Mitochondrial Staining, ROS, and Oxidative Stress Markers
Mitochondria were stained using MitoTracker Red (Molecular Probes). Cellular reactive oxygen species (ROS) were detected using dihydrorhodamine 123 (Molecular Probes).

Lipid Peroxidation
4-Hydroxynonenal (HNE) protein adduct was detected using a specific antibody (Upstate Biotech).¹²

Protein Oxidation
Proteins were derivatized with dinitrophenylhydrazine, separated by SDS-gel electrophoresis, and blotted with antibody (Zymed) against dinitrophenyl groups.¹²

Immunofluorescence Microscopy
F-actin (phalloidin, dilution 1:40, Molecular Probes), -smooth muscle actin (SMA, Sigma), and p21 (Santa Cruz) immunostaining and microscopy were performed as described previously using a Nikon E800 or Zeiss LSM510 multiphoton laser scanning microscope.¹³

Western Blot
Western blot was performed as described previously.¹⁴ Primary antibodies against vimentin (dilution 1:1000, Sigma), SMA (dilution 1:4000, Sigma), ß-actin (dilution 1:5000, Sigma), p21 (dilution 1:200, Santa Cruz), and Fos-related antigen-2 (Fra-2; dilution 1:200, Santa Cruz) were used to detect these antigens.

ELISA
Transforming growth factor (TGF)-ß1 ELISA was performed using a commercially available kit per the manufacturer’s recommendation (Promega).

mRNA Quantification
mRNAs were quantified by RNase protection assay (RPA) using commercial DNA templates (BD RiboQuant Ribonuclease Protection Assay system).

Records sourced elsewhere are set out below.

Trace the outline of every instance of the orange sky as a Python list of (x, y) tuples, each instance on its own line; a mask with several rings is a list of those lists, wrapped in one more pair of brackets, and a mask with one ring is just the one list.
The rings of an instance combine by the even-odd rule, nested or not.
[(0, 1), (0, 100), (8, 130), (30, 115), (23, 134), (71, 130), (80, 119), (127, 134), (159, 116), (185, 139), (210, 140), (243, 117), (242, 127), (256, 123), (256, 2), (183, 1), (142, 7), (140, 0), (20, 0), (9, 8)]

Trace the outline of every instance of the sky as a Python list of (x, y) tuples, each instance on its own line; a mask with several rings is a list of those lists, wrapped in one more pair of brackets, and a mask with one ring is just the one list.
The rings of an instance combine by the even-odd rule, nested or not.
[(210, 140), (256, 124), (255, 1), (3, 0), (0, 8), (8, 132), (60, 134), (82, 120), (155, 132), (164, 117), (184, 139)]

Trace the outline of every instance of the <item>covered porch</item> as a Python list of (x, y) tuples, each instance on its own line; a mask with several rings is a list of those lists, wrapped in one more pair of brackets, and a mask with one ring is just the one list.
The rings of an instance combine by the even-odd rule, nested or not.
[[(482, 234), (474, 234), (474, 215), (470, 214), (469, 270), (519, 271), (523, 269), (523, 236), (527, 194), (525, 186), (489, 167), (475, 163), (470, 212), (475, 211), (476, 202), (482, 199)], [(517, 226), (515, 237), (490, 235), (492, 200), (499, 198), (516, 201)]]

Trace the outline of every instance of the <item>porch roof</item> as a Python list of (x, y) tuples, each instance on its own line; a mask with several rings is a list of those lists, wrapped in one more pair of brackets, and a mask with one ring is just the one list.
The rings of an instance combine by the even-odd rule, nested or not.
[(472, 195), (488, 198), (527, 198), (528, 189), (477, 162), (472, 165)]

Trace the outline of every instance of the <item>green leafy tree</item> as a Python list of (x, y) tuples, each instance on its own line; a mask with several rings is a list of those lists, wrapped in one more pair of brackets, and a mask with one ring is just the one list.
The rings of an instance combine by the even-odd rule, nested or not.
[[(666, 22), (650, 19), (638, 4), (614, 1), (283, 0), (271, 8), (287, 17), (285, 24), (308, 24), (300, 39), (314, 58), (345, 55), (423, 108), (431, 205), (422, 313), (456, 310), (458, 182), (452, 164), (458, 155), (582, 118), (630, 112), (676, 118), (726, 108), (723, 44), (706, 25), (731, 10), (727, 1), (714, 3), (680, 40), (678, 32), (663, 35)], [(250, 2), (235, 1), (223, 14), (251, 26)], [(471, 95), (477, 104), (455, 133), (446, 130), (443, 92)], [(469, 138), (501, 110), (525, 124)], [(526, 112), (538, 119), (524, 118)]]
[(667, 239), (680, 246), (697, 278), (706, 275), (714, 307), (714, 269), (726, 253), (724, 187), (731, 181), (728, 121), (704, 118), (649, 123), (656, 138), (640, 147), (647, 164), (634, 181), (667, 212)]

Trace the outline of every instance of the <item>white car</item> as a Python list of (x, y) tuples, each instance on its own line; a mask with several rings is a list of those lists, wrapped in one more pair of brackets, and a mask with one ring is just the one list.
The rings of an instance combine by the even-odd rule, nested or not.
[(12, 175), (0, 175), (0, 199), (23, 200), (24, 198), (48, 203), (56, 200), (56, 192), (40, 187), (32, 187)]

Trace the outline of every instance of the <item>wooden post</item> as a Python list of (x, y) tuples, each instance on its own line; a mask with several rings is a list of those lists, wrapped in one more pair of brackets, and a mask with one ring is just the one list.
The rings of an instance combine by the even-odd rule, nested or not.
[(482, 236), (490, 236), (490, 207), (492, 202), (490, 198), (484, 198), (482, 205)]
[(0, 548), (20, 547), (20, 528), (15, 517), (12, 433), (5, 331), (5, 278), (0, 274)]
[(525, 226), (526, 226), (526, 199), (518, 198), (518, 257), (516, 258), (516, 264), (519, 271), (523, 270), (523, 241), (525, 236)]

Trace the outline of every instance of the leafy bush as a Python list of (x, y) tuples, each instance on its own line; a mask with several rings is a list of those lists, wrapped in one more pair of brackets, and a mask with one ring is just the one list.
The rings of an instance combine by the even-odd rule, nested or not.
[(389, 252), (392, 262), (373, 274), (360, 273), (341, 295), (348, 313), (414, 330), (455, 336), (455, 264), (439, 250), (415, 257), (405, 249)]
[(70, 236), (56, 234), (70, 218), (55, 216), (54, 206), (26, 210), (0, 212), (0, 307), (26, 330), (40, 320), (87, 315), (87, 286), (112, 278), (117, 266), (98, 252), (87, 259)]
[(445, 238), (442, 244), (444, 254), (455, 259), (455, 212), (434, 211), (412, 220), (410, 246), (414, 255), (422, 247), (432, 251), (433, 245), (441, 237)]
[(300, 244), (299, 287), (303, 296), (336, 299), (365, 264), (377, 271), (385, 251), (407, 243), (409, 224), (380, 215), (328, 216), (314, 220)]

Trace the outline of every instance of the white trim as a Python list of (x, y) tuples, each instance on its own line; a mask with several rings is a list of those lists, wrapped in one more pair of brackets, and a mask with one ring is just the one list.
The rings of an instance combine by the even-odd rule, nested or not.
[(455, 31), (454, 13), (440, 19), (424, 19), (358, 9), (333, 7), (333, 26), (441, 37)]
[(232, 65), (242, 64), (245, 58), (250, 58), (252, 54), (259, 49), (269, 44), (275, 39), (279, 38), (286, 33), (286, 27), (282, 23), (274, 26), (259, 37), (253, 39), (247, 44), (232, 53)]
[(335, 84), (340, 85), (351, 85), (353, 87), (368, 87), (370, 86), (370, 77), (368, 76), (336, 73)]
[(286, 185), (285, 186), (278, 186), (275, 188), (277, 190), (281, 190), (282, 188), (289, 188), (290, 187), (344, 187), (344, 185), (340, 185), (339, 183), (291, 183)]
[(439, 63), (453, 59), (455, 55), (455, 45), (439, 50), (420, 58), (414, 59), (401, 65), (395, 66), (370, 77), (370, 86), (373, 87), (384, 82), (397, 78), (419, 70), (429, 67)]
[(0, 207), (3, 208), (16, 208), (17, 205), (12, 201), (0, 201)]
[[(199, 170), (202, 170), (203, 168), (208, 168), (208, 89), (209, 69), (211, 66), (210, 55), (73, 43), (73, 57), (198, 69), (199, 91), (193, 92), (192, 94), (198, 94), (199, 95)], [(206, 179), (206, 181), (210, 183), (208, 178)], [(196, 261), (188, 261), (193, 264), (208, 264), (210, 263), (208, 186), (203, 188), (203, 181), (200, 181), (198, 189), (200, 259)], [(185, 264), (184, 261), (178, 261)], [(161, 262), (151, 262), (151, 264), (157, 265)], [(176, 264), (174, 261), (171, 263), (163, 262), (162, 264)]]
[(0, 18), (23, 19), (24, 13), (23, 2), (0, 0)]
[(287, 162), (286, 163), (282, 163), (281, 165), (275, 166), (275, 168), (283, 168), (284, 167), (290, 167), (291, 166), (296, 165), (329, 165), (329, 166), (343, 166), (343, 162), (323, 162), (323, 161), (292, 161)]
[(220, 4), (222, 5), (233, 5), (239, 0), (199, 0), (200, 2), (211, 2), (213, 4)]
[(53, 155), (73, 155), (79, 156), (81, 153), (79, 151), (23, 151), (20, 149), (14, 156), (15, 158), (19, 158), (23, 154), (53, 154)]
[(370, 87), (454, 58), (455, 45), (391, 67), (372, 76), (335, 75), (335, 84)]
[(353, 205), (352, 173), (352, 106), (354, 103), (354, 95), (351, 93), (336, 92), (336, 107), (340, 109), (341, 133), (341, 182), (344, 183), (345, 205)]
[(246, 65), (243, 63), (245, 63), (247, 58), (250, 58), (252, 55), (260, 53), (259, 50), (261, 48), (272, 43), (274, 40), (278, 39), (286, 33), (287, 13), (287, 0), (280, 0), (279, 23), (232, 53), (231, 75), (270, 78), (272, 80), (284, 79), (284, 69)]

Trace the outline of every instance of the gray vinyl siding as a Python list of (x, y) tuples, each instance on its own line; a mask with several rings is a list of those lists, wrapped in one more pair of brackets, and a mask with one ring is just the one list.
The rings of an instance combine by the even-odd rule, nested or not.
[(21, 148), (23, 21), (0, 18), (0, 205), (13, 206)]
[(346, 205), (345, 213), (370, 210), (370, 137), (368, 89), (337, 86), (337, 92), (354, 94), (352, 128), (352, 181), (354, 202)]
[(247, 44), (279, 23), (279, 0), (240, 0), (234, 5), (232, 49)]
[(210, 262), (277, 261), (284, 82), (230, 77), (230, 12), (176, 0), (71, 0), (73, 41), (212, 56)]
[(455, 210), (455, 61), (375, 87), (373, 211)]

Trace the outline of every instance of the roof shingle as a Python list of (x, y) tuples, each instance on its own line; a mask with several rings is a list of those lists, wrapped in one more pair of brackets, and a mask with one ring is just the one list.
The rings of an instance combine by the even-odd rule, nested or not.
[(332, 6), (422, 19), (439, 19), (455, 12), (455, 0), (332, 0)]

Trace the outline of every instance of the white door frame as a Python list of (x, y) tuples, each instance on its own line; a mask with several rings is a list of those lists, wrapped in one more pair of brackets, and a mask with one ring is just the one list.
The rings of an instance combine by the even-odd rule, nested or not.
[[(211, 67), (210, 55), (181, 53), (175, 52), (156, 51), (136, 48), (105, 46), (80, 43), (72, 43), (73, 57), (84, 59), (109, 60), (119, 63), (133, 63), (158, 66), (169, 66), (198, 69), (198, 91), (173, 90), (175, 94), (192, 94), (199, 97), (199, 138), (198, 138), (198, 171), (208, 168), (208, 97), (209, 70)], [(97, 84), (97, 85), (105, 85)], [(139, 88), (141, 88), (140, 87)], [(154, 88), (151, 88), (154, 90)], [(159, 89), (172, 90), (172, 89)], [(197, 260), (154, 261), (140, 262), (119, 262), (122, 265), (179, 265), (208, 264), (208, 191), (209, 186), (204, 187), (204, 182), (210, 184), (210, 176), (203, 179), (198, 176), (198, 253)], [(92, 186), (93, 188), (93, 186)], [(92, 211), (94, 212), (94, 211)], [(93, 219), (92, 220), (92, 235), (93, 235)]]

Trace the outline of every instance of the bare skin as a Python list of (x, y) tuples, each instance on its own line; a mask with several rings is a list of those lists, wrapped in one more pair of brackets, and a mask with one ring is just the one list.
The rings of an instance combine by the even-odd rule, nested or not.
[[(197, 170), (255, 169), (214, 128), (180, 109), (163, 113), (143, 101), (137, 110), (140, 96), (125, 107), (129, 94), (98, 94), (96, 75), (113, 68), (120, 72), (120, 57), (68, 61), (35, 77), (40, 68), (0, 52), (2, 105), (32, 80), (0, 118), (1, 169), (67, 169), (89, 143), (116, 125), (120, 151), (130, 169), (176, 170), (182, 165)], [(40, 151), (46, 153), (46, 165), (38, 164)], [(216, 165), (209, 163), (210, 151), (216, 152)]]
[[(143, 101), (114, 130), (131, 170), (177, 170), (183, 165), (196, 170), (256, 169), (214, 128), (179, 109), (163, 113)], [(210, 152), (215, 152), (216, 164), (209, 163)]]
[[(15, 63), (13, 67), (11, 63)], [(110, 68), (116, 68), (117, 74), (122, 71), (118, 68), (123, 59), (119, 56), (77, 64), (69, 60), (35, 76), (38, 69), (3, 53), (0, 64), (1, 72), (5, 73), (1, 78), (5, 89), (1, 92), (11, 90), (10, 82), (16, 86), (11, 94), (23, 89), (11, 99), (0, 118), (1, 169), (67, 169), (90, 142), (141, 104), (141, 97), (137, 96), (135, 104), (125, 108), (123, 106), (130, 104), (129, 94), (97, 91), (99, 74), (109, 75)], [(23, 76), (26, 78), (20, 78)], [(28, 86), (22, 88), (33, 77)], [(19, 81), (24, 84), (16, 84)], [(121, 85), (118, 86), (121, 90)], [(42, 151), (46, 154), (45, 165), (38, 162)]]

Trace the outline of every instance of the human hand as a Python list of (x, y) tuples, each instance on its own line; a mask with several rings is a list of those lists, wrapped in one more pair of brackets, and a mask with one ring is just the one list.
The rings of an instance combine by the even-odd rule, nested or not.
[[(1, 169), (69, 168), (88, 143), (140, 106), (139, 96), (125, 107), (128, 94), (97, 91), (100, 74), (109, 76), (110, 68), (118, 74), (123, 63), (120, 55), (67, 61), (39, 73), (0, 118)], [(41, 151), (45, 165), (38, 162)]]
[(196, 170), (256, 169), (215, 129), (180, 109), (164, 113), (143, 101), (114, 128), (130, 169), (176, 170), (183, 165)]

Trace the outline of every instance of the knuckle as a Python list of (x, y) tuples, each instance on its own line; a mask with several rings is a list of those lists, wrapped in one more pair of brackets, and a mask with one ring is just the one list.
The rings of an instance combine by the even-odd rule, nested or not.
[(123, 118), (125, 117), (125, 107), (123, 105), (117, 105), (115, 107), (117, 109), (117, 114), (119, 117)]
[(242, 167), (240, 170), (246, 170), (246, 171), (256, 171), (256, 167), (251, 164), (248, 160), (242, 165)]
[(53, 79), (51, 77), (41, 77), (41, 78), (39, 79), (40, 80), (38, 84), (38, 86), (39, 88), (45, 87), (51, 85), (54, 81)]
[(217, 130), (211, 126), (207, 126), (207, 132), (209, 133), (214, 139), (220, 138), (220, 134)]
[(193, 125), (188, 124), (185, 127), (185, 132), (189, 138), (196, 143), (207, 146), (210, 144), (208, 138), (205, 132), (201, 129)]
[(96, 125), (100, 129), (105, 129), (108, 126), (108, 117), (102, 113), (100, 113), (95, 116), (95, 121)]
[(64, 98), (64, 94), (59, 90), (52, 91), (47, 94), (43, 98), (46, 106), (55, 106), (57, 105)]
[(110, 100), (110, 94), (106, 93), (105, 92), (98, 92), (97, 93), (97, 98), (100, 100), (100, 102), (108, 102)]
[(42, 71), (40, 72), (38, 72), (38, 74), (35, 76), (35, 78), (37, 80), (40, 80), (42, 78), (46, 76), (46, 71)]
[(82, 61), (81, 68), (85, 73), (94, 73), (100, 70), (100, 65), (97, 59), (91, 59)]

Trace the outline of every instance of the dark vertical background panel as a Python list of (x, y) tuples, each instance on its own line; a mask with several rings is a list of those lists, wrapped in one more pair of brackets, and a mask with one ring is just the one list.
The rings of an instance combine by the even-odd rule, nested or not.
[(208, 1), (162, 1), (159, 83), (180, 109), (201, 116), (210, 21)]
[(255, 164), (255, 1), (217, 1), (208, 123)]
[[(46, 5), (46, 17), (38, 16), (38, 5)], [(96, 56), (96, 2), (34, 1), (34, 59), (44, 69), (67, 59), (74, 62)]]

Real-time polymerase chain reaction (PCR) detection of p21 was performed using double-stranded DNA binding dye SYBER Green-I and the following primer set: ACAGGAGCAAAGTGTGCCGTTGT and GCTCAGACACCAGAGTGCAAGACA.

Gel Contraction
Collagen lattices were prepared using type I collagen from rat-tail tendon as described.¹⁵ The degree of collagen gel contraction was determined after 6, 15, and 24 hours.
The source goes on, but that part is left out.